It was, in brief, not a friendly crowd. Among the questions I found only one or two that were not antagonistic and only one that supported his anti-American policy.
His drop in the polls and the brutally honest questions addressed to him are not his only woes. Zsolt Semjén, until now a most faithful ally, decided to show his independence. He announced that as far as he knows government officials visited Germany to talk to officials there about their church law which the Hungarians allegedly want to copy. As we know, the present arrangement concerning the churches was not accepted by the European Court of Human Rights and the Hungarian government is obliged to change it. Today Semjén threatened Orbán with the KDNP caucus’s refusal to support the law once it gets to the floor.
To tell you the truth, I have been suspecting for some time that Viktor Orbán’s change of heart concerning the Sunday closing of stores might have had something to do with pressure brought to bear on him by the Christian Democrats. Perhaps Orbán thought that he could appease the KDNP caucus by supporting their proposal to shut all the stores on Sundays. Obviously, he was wrong.

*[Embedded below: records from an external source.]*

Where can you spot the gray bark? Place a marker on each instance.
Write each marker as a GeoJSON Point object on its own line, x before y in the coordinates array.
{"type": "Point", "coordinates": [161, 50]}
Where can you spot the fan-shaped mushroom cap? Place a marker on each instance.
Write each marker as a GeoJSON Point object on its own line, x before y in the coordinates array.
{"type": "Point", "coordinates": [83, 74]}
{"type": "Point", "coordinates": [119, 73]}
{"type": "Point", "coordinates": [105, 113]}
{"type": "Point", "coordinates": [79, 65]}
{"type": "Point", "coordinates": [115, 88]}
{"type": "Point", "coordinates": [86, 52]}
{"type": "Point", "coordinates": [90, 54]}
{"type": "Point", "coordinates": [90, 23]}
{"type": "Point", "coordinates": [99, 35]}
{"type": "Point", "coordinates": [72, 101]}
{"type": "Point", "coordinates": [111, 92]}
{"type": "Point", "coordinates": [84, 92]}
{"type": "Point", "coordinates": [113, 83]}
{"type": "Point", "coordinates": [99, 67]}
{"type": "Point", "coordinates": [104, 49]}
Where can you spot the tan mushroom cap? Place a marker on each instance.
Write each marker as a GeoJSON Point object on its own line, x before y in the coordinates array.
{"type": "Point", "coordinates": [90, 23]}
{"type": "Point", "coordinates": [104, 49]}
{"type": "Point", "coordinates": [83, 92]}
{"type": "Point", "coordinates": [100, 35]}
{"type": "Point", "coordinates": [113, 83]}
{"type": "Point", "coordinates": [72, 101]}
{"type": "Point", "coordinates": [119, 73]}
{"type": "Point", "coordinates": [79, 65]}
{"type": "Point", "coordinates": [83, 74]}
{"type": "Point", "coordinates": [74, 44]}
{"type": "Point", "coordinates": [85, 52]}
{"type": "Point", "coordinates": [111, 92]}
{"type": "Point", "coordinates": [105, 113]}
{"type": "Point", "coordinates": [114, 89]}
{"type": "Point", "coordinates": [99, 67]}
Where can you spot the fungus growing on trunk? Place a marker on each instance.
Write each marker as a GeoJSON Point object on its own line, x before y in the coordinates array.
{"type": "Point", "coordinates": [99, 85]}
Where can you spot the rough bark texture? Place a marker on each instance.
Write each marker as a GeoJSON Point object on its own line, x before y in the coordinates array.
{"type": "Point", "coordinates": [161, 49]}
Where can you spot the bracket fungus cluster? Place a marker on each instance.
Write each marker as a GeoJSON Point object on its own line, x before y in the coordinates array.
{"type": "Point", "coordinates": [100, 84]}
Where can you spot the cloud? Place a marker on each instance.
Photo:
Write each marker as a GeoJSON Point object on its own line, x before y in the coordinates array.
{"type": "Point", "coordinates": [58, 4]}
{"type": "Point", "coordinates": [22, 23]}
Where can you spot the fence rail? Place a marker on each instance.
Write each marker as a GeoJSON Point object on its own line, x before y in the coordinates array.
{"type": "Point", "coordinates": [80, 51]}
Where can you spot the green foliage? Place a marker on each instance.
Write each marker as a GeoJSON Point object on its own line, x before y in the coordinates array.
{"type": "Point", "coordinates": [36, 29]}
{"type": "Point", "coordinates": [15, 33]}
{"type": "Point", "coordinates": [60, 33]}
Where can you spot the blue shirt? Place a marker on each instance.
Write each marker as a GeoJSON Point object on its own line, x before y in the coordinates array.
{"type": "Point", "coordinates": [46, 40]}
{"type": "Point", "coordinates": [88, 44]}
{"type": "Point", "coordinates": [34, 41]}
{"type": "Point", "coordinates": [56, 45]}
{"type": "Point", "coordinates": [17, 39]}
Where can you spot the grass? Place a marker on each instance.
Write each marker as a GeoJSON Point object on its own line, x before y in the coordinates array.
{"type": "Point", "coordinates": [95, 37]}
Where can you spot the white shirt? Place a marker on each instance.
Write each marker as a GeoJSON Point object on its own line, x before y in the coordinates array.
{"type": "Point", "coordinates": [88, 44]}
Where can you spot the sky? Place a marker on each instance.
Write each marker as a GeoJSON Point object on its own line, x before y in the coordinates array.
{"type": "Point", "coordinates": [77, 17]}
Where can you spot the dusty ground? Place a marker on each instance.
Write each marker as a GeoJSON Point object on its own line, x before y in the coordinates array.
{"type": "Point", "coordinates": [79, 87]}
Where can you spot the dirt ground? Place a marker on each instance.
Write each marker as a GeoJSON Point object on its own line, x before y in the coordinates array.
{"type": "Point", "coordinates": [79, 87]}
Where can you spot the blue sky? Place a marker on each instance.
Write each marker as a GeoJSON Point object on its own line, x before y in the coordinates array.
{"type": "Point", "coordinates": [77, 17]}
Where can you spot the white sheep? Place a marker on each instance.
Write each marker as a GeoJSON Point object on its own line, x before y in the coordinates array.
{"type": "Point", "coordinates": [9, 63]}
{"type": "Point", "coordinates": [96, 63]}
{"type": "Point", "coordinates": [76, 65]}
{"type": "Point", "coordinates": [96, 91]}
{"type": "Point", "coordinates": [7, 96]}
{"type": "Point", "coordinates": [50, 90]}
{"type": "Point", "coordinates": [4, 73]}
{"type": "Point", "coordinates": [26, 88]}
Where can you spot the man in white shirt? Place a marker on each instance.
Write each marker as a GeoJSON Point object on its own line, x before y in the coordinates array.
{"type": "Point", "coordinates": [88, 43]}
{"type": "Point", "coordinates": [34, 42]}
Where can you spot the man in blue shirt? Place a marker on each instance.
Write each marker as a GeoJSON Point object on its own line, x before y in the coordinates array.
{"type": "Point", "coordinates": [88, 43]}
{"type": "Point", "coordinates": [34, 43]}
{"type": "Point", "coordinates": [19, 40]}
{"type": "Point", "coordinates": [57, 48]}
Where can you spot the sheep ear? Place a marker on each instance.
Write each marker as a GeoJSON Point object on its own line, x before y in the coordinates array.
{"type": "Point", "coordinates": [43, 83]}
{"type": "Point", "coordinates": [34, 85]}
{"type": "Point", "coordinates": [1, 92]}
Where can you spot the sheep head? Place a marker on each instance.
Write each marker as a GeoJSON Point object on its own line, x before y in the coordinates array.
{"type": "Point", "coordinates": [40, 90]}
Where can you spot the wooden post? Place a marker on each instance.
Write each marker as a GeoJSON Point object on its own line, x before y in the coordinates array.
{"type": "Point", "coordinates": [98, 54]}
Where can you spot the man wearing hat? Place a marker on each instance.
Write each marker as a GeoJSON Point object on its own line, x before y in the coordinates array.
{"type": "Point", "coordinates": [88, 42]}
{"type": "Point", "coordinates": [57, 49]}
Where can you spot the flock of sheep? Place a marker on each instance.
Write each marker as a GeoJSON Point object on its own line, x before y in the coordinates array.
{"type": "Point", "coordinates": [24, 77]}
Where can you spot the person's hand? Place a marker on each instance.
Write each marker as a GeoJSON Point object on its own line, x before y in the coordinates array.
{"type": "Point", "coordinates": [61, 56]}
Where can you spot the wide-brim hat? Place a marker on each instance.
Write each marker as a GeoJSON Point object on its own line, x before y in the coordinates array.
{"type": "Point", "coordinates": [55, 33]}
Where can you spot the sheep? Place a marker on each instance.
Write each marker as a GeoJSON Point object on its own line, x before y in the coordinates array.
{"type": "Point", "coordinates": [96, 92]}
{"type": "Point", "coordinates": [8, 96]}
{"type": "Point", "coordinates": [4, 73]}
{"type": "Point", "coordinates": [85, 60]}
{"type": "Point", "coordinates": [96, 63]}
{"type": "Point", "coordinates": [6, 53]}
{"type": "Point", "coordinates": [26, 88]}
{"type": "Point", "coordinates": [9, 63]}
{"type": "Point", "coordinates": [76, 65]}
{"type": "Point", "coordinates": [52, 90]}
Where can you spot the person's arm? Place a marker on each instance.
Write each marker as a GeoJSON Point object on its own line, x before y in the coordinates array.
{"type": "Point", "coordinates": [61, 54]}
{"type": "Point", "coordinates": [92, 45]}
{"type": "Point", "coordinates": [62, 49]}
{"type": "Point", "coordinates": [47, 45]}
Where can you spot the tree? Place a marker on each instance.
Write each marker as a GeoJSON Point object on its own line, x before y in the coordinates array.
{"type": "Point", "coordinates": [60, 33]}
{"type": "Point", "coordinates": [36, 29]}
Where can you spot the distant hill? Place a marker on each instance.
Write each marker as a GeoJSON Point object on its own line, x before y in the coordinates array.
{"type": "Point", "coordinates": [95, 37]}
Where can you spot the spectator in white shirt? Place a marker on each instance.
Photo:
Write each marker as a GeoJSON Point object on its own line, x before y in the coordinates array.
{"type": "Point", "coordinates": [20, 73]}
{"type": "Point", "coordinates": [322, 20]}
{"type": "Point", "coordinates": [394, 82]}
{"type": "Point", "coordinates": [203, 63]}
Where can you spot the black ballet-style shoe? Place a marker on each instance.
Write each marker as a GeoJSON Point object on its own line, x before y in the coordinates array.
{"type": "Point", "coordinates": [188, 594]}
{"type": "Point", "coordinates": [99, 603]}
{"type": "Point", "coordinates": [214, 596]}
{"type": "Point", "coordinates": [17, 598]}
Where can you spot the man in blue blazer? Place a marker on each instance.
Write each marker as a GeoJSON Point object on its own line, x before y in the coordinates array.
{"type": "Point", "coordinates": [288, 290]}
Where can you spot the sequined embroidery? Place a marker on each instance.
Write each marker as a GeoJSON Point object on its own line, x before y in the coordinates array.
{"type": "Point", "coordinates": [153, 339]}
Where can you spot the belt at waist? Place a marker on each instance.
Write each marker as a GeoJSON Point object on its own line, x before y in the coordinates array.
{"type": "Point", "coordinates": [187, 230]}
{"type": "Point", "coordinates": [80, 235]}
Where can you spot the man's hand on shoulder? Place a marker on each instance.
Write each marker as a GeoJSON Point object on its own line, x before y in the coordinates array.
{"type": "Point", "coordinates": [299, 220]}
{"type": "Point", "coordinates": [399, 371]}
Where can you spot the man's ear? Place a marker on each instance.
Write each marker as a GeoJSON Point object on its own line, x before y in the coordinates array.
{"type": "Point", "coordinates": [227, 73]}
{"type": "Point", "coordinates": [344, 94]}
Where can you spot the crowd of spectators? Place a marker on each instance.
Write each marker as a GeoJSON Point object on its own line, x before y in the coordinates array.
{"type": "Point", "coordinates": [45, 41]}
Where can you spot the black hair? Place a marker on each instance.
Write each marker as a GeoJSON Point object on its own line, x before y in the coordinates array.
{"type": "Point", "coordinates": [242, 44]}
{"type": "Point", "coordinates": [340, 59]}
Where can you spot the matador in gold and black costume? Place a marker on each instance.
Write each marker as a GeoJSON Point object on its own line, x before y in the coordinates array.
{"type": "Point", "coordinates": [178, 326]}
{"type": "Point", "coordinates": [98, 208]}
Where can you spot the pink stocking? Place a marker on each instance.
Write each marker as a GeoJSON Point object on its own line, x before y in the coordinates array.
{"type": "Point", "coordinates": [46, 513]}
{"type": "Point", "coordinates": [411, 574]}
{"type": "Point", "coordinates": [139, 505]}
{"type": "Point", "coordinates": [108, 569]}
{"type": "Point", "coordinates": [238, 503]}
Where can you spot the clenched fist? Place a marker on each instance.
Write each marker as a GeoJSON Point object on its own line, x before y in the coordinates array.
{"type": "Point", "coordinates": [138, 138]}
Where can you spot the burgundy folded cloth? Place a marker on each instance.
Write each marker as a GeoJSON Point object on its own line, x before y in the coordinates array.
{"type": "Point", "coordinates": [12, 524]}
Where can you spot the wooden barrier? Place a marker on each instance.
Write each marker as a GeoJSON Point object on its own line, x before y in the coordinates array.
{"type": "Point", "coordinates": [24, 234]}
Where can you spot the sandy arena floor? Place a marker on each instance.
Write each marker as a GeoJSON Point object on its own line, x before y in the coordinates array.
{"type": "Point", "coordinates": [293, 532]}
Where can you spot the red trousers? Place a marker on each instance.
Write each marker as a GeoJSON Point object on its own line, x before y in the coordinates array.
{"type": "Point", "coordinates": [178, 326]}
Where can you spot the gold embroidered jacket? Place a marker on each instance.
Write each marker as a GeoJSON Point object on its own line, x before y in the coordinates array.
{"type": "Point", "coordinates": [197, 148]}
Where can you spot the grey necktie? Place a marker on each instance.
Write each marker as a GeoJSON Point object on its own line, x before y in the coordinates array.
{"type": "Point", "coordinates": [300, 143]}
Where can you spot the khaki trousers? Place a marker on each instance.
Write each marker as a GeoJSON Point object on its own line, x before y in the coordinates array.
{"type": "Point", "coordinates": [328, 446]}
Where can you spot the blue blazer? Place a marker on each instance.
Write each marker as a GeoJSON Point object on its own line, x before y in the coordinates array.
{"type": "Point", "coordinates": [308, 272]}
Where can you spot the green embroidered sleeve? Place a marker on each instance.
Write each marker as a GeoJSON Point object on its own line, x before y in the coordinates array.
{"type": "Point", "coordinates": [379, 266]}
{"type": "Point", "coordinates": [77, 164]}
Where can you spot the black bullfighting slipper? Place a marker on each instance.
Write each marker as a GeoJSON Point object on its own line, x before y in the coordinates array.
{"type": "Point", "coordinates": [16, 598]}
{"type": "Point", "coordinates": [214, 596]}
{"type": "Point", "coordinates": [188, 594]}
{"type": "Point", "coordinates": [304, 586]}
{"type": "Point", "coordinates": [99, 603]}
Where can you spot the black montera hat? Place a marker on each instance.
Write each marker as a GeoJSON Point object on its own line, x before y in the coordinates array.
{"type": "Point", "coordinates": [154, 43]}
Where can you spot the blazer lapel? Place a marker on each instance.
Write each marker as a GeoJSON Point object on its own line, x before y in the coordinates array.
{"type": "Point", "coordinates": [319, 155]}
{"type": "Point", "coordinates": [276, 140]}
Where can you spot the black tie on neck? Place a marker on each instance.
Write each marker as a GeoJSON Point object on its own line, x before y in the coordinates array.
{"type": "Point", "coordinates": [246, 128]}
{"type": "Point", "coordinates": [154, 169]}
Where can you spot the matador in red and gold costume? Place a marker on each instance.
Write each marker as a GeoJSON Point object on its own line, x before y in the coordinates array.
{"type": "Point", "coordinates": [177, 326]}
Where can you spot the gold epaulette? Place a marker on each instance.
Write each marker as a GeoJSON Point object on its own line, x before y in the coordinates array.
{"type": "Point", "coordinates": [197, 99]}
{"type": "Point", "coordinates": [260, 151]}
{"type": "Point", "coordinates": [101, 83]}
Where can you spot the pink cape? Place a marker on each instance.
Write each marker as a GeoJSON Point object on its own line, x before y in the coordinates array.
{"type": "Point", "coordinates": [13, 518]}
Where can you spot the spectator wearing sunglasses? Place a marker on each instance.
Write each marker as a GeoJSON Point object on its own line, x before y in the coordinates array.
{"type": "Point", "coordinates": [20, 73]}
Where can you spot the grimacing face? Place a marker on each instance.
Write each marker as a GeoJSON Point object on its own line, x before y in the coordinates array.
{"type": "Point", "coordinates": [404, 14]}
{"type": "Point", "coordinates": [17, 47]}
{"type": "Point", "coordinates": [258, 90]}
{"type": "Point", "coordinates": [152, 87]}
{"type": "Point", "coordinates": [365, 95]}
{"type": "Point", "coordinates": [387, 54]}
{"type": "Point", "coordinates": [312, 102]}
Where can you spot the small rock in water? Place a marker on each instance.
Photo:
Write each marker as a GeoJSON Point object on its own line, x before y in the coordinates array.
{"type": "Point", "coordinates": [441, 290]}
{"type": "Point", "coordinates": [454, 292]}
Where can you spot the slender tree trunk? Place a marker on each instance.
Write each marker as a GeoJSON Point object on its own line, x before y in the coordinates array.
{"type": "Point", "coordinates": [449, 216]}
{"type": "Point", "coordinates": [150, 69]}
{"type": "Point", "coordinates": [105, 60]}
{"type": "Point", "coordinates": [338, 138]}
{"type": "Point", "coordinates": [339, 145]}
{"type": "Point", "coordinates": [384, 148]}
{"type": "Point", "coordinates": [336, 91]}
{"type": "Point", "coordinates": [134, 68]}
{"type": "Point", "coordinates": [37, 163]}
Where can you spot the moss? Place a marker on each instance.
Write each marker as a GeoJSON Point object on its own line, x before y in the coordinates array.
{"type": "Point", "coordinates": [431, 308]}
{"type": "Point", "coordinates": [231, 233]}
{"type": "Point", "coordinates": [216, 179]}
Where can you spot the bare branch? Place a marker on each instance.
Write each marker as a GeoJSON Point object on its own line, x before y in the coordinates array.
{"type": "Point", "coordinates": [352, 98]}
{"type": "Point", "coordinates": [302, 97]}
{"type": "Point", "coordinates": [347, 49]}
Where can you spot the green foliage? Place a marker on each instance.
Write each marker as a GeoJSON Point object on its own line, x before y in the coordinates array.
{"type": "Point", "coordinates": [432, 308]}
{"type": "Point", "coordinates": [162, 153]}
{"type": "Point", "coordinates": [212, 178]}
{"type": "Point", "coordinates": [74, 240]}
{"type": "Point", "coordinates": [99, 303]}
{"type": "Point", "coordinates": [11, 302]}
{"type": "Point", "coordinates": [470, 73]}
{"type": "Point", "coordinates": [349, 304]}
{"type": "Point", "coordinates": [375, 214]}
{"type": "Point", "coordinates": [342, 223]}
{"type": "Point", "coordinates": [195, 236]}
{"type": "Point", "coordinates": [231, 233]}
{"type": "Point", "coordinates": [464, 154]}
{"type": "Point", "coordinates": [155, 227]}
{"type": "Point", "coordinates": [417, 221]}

There’s trouble everywhere. I wonder how he can escape from the hole he dug for himself and his government with his shoddy governance, his irresponsible foreign policy, his taxing the population to death and not producing sustainable economic growth. Hungarians are getting more and more fed up and antagonistic. If Orbán continues down the same path he has been following in the last five years, the end might not be pretty.